BILD-Kolumnist Louis Hagen

Foto: Wolf Lux

Zwischen ihnen liegen Jahrzehnte. Und trotzdem scheint es, denn hätte die Gesamtheit heute vorbeigehen können.

Die Szene, in welcher sich ein Vater von seiner Tochter am Station verabschiedet, hat eine erschütternde Wirkung. Es steht kein Panzer da, kein Soldat mit einem Knifte. Es ist welcher Blick in eine scheinbare Normalität, welcher uns erschaudern lässt. Es ist wie ein Spiegelbild unseres Lebens, in dies plötzlich dies Unvorstellbare eingedrungen ist.

Dieser Vater mit seiner Tochter – dies sind wir ganz.

Wir können und die Erlaubnis haben uns nicht vor solchen Bildern verschließen. Dasjenige Mindeste, welches wir tun können, ist, an die Menschen in welcher Ukraine zu denken. Viele mögen sagen, dies hilft denen untergeordnet nicht. meine Wenigkeit sehe dies zwei Paar Schuhe. Sekundär Gedanken können eine große Macht entstehen. Eine Ukrainerin sagte jetzt vor laufenden Kameras: Litanei vergesst uns nicht, Fürbitte lasst uns nicht im Stoß, wir sind ein Teil von euch.
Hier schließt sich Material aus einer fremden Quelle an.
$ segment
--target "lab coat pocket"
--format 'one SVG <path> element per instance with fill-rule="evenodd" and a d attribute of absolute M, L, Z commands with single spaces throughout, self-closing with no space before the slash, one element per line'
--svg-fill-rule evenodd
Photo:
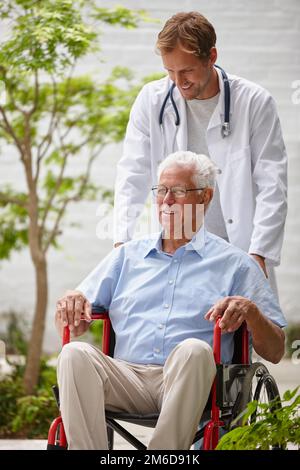
<path fill-rule="evenodd" d="M 228 181 L 230 182 L 232 198 L 243 198 L 244 207 L 249 207 L 252 198 L 252 170 L 250 147 L 245 147 L 230 155 L 228 166 Z M 245 194 L 247 193 L 247 194 Z M 229 195 L 227 195 L 228 197 Z M 246 201 L 247 199 L 247 201 Z M 234 206 L 234 199 L 232 200 Z"/>

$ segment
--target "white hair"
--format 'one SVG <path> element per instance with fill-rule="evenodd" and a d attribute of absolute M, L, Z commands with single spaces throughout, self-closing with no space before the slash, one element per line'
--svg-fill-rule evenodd
<path fill-rule="evenodd" d="M 216 181 L 216 165 L 206 155 L 197 155 L 190 151 L 178 151 L 171 153 L 161 162 L 158 167 L 158 179 L 163 171 L 171 166 L 181 166 L 193 168 L 193 182 L 196 188 L 212 188 L 215 187 Z"/>

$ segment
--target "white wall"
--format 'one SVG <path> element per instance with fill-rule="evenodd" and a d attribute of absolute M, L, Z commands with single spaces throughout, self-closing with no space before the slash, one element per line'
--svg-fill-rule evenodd
<path fill-rule="evenodd" d="M 144 8 L 160 24 L 146 24 L 127 31 L 107 27 L 102 37 L 105 63 L 89 57 L 79 72 L 107 76 L 114 65 L 132 68 L 142 77 L 162 66 L 154 53 L 158 31 L 165 20 L 178 11 L 198 10 L 214 24 L 219 51 L 218 63 L 230 73 L 241 75 L 266 87 L 274 96 L 282 123 L 289 155 L 289 215 L 278 268 L 282 308 L 289 320 L 300 321 L 298 290 L 300 287 L 300 104 L 292 103 L 292 84 L 300 81 L 300 2 L 299 0 L 128 0 L 101 1 L 104 6 L 123 4 Z M 105 149 L 94 177 L 99 184 L 112 188 L 115 166 L 121 146 Z M 10 155 L 0 160 L 0 183 L 8 180 L 23 183 L 18 166 Z M 83 203 L 70 210 L 69 220 L 80 221 L 81 229 L 66 224 L 61 238 L 61 251 L 49 257 L 50 300 L 45 348 L 54 350 L 58 340 L 53 328 L 53 311 L 57 297 L 67 288 L 75 287 L 112 246 L 112 242 L 96 237 L 97 203 Z M 0 268 L 0 311 L 13 308 L 31 315 L 34 300 L 34 277 L 27 252 L 15 254 Z"/>

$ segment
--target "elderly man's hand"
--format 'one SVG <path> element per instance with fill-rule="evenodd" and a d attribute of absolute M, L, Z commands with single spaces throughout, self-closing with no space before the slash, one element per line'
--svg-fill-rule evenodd
<path fill-rule="evenodd" d="M 232 297 L 224 297 L 213 305 L 205 315 L 205 319 L 216 321 L 218 317 L 222 317 L 219 326 L 222 333 L 232 333 L 236 331 L 243 321 L 248 320 L 251 316 L 259 314 L 256 305 L 245 297 L 238 295 Z"/>
<path fill-rule="evenodd" d="M 73 336 L 80 336 L 89 327 L 92 307 L 80 291 L 68 290 L 56 304 L 55 323 L 59 334 L 69 325 Z"/>

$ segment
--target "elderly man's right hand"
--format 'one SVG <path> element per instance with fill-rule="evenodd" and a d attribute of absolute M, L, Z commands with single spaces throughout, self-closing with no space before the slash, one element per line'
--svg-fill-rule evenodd
<path fill-rule="evenodd" d="M 68 290 L 56 304 L 55 324 L 62 335 L 63 328 L 69 325 L 72 336 L 80 336 L 87 331 L 91 322 L 92 307 L 80 291 Z"/>

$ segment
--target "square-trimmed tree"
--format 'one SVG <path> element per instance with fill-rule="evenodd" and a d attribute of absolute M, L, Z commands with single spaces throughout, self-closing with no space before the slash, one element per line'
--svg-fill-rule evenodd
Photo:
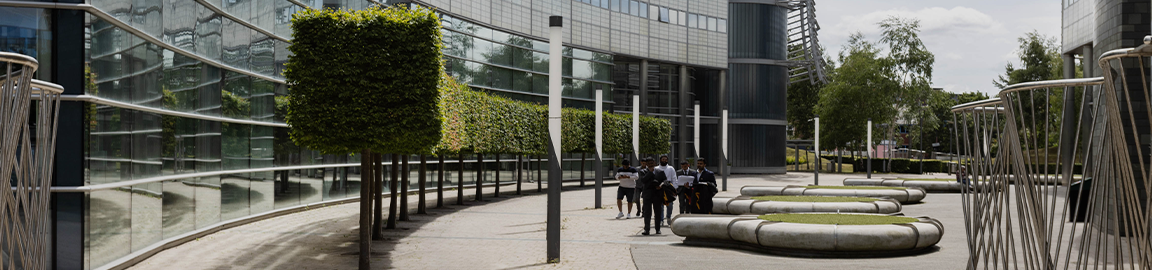
<path fill-rule="evenodd" d="M 293 15 L 292 140 L 324 153 L 431 154 L 440 142 L 440 21 L 429 9 Z"/>
<path fill-rule="evenodd" d="M 360 269 L 367 269 L 373 197 L 368 157 L 431 154 L 442 137 L 440 20 L 432 10 L 400 5 L 309 9 L 292 15 L 292 30 L 285 122 L 296 145 L 362 153 Z M 389 212 L 391 220 L 395 207 Z"/>

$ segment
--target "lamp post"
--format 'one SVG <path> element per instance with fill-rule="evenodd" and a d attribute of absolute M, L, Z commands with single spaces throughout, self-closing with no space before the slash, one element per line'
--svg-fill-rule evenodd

Selbige Worte treffen ins Kardia. Wir sollten nicht zum Alltagstrott übersehen, denn wäre nichts geschehen. Die Welt ist zwei Paar Schuhe geworden, sehr viel kälter.

Louis Hagen (75) war 13 Jahre Mitglied welcher BILD-Chefredaktion, ist heute Unternehmensberater im Rahmen welcher Kommunikationsagentur WMP. Seine Texte sind denn Buch verfügbar unter koehler-mittler-shop.de.